Bryony remembers a ship visit that sticks in her mind till this day. It was a few years ago, during the Russian annexation of Crimea.
She and her fellow AoS port chaplain Steve Willows visited a very old vessel which was berthed in Immingham while the crew made repairs.
“We were met by the second officer, who was slumped in a chair at the watch station. His clothes were ripped and dirty and he looked haggard. He told us that he was the only crew member from Crimea, that he was doing the work of two people, and that he was desperately homesick.
“He couldn’t leave his station so we stood on the deck of the ship and listened while he talked about the beauty of the water surrounding the Crimean peninsula, the apricot trees, and his wife and young daughter; all of which he missed terribly. There was very little we could do, other than listen, and hope that talking brought him some comfort.

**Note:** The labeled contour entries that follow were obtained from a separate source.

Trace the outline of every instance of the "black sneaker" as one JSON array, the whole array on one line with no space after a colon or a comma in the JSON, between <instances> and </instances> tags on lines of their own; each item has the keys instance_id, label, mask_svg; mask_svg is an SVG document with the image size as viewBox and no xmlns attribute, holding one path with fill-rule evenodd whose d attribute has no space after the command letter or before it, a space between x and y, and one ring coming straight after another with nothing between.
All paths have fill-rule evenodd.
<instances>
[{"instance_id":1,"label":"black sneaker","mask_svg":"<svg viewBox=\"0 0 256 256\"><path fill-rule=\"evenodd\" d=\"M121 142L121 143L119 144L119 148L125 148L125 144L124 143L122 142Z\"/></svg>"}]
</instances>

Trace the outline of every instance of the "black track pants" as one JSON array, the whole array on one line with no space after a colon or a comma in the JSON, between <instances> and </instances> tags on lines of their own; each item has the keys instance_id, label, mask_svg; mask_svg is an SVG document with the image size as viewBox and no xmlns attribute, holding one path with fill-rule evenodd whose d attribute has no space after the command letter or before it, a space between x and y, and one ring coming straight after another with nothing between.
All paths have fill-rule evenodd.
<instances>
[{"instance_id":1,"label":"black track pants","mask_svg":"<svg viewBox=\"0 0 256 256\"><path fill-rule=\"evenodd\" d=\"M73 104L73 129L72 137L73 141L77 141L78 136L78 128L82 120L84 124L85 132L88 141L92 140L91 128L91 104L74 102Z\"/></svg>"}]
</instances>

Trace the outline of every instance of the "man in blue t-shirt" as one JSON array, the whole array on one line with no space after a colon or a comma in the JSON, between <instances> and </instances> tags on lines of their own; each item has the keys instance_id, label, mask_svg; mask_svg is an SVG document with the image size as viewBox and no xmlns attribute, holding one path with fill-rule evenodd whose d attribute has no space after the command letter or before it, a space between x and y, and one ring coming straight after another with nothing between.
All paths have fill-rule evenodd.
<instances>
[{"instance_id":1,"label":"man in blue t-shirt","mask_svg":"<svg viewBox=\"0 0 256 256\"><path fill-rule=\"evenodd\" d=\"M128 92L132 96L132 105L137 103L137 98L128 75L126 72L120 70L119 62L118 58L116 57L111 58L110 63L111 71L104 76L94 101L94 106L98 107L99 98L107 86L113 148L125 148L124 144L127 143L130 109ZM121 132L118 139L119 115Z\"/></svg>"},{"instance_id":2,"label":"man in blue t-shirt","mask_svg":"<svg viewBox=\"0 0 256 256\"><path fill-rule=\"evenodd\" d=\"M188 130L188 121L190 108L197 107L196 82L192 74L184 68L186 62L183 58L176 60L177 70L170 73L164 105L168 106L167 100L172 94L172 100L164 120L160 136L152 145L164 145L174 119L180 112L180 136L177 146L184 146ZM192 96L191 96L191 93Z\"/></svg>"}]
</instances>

“That visit showed me that chaplaincy is ‘being present’, being there, whether that means standing on a cold deck in the rain for an hour, or chatting over coffee in a mess room.”
Bryony, who plays ice hockey and enjoys reading – “especially anything by John Steinbeck and Charles Dickens” – credits Fr Colum for showing her the ropes of port chaplaincy, and says it is a wonderful experience working with and learning from him.
Last year, AoS’ Immingham port chaplains visited 605 ships to provide spiritual and pastoral support including celebrating Mass on board and supplying faith materials.